C’est dans cet environnement que se trouve Thiam, partagé entre plusieurs cercles de proximité. D’un côté, sa fidélité ancienne à Roger Ouegnin ; de l’autre, ses relations avec Malick Tohé et son épouse, dont il occupait les fonctions de directeur de cabinet.

Selon plusieurs observateurs, certains s’attendaient à le voir afficher, par gratitude, un soutien plus marqué au camp de Malick Tohé. Mais cette prise de position n’est jamais véritablement intervenue publiquement.
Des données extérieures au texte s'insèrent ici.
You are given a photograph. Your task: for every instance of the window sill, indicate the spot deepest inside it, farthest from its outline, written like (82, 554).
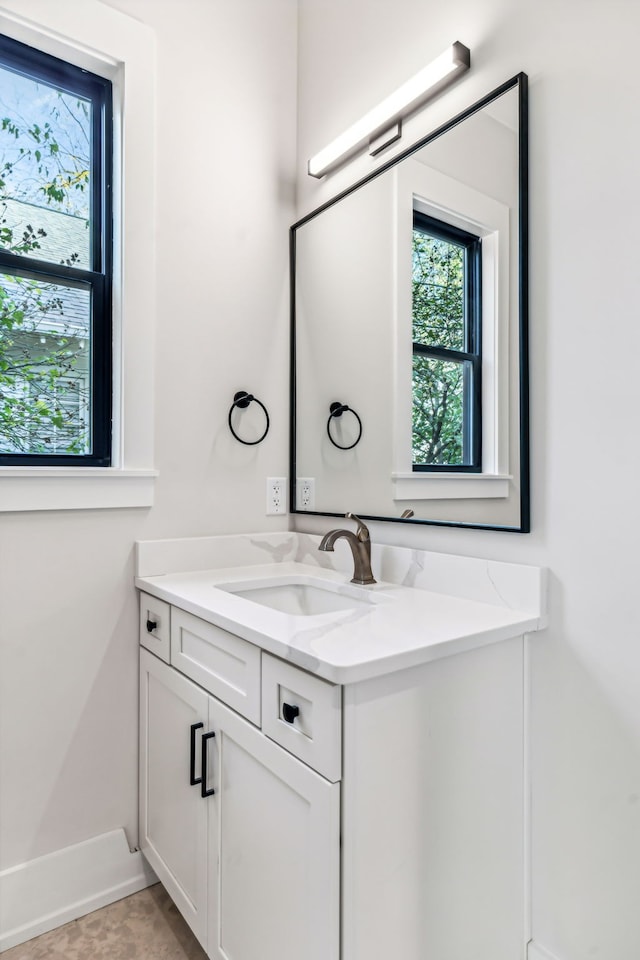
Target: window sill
(74, 488)
(449, 486)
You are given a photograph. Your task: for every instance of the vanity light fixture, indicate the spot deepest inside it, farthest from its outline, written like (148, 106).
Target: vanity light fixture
(382, 125)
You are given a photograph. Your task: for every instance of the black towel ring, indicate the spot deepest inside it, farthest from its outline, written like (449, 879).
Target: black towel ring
(336, 410)
(242, 399)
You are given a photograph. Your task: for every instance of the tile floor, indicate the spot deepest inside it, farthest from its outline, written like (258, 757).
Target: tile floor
(145, 926)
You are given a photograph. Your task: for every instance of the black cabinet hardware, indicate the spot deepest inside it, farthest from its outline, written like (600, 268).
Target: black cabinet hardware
(203, 789)
(192, 754)
(290, 712)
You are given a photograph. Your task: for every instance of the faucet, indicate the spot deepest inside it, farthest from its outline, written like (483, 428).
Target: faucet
(360, 548)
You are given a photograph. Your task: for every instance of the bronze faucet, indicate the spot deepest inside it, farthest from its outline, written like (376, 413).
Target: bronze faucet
(360, 548)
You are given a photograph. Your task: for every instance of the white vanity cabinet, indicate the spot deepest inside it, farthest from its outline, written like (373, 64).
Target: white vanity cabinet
(375, 819)
(244, 836)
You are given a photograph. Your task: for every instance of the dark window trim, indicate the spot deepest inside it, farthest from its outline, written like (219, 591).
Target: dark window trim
(472, 354)
(74, 80)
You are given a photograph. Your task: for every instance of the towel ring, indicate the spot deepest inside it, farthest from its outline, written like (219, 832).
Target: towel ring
(242, 399)
(336, 410)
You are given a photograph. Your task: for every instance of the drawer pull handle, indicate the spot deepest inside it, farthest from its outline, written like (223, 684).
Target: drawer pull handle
(290, 712)
(203, 788)
(192, 754)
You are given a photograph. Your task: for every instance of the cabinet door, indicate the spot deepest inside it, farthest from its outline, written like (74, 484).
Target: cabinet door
(173, 815)
(274, 849)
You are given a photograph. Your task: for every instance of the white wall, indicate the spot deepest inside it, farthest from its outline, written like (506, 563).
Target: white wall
(585, 193)
(68, 621)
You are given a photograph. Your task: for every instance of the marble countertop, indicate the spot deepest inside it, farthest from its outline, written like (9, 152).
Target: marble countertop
(402, 627)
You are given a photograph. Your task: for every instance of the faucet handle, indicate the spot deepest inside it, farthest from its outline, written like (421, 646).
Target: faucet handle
(362, 533)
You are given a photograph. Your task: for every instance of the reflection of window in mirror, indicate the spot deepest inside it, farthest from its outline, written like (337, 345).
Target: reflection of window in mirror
(452, 327)
(446, 314)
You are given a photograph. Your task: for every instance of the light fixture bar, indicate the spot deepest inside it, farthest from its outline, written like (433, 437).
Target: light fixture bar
(431, 79)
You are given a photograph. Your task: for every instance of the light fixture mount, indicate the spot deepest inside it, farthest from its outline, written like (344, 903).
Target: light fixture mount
(383, 125)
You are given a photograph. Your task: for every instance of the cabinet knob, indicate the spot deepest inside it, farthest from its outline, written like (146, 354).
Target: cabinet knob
(290, 712)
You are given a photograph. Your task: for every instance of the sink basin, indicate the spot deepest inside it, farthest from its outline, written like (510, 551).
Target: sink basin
(302, 596)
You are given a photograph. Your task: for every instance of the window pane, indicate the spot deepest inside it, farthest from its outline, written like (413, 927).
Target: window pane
(45, 163)
(438, 292)
(45, 350)
(439, 391)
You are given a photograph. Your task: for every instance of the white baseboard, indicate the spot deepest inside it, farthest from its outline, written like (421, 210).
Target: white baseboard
(536, 952)
(45, 893)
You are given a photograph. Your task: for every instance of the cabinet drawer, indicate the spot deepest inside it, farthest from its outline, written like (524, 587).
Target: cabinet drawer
(224, 664)
(303, 714)
(155, 626)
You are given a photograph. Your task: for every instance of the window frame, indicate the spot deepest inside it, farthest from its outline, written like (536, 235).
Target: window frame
(472, 353)
(75, 80)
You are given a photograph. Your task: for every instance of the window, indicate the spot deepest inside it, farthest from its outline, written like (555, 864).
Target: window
(446, 314)
(55, 261)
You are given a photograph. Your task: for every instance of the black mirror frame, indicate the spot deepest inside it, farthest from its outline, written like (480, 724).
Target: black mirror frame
(519, 81)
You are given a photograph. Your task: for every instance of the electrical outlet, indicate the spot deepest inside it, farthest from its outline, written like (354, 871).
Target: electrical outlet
(276, 495)
(306, 493)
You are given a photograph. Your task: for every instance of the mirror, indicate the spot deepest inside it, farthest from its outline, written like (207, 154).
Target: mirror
(409, 332)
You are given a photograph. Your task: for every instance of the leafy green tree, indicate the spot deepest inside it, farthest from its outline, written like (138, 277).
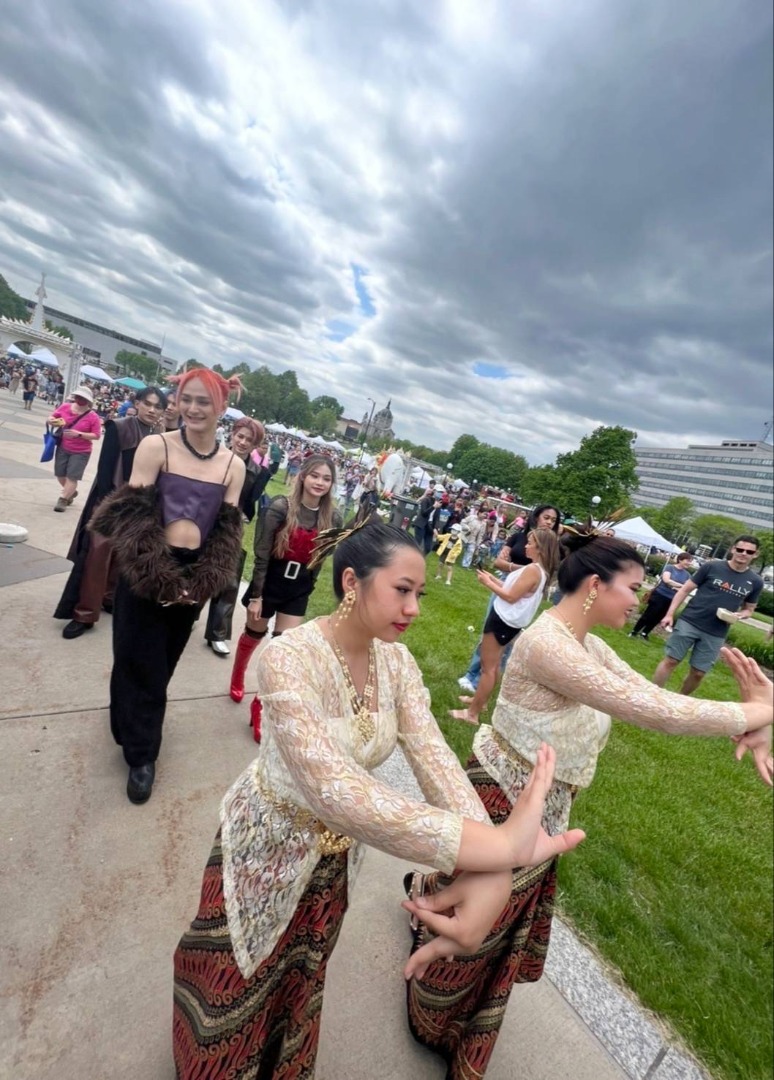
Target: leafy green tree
(765, 552)
(326, 402)
(62, 331)
(12, 305)
(462, 445)
(491, 466)
(135, 363)
(324, 421)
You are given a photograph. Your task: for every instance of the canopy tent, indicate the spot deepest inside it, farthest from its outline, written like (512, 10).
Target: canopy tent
(45, 356)
(92, 372)
(638, 530)
(132, 383)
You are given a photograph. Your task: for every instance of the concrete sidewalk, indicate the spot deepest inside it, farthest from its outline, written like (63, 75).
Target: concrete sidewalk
(96, 891)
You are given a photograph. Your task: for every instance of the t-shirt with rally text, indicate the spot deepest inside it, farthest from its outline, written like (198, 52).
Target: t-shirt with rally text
(718, 585)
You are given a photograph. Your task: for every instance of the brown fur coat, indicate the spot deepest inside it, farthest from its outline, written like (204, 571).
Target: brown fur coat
(131, 517)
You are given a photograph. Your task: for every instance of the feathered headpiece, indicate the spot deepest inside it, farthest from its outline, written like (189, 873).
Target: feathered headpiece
(326, 541)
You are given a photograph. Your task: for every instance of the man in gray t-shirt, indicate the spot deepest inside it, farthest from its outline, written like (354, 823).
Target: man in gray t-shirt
(729, 584)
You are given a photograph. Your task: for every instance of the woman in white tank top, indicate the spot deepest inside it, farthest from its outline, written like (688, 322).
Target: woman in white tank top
(516, 604)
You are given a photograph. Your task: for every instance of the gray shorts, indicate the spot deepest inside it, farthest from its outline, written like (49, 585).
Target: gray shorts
(69, 466)
(686, 637)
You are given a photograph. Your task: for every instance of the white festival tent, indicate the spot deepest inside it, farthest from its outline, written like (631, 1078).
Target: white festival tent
(638, 530)
(92, 372)
(45, 356)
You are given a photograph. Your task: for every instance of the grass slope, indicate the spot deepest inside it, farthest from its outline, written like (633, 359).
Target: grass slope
(674, 885)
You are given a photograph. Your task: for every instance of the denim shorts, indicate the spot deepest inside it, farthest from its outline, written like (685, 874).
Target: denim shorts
(686, 637)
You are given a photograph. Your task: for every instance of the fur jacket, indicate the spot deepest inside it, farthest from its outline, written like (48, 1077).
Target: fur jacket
(131, 518)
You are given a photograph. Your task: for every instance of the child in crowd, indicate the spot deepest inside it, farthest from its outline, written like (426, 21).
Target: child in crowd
(449, 551)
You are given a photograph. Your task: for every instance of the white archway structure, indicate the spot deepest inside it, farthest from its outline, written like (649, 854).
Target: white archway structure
(35, 333)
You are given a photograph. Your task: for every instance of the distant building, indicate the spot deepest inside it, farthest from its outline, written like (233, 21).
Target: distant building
(100, 343)
(380, 426)
(735, 478)
(350, 429)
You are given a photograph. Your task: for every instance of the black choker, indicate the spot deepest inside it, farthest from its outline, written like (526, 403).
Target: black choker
(202, 457)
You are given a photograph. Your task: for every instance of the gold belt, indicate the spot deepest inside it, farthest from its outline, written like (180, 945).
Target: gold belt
(516, 758)
(330, 844)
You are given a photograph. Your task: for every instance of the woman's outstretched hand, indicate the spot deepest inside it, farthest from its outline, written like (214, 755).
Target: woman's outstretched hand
(754, 685)
(760, 745)
(530, 845)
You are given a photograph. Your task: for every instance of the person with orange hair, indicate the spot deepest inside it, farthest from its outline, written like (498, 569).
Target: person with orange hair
(176, 531)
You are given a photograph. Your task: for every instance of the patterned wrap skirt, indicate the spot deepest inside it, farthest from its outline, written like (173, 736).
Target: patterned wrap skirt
(266, 1027)
(458, 1009)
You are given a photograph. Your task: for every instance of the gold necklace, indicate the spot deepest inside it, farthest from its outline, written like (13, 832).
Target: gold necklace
(361, 704)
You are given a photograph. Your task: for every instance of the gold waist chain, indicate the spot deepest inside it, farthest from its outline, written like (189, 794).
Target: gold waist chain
(330, 844)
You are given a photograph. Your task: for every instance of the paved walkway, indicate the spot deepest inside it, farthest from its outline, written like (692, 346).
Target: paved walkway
(95, 891)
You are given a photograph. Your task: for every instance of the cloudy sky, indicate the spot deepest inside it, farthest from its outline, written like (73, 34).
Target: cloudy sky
(517, 219)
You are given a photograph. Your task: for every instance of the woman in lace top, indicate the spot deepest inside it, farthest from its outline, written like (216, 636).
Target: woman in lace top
(339, 694)
(560, 687)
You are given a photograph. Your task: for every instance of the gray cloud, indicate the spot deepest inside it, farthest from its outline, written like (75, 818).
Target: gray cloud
(579, 194)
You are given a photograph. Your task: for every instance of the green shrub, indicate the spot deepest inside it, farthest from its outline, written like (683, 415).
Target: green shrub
(655, 565)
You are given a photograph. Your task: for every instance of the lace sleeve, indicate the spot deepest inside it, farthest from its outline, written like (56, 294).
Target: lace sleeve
(334, 786)
(601, 679)
(439, 774)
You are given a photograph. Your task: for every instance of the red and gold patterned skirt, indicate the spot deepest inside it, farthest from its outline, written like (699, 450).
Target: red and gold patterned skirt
(266, 1027)
(458, 1009)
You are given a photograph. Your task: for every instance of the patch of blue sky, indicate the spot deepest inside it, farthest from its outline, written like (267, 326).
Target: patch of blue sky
(337, 329)
(358, 274)
(491, 370)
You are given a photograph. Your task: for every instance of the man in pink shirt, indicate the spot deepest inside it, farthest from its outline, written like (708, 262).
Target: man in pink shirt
(80, 428)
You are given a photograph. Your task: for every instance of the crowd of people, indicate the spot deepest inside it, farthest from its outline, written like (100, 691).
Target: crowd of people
(161, 536)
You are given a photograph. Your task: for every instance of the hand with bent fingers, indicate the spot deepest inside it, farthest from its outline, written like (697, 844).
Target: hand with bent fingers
(477, 899)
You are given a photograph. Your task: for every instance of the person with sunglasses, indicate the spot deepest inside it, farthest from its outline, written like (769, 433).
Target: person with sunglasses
(724, 591)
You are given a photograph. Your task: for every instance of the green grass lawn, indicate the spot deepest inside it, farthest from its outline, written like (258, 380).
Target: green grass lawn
(674, 885)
La suite est connue : Thiam vient de quitter ses fonctions auprès de la ministre. Pour beaucoup, cette décision trouve son origine dans ces divergences de lecture du paysage footballistique national. D’autres veulent absolument y voir une simple réorganisation administrative.

Quoi qu’il en soit, cette affaire révèle une réalité bien ivoirienne : les élections sportives dépassent souvent le cadre du sport. À mesure que la présidentielle de la FIF approche, le ballon continue de rouler bien au-delà des pelouses. Jusque dans les bureaux, les cabinets et les cercles d’influence où se construisent les rapports de force de demain le 12 septembre.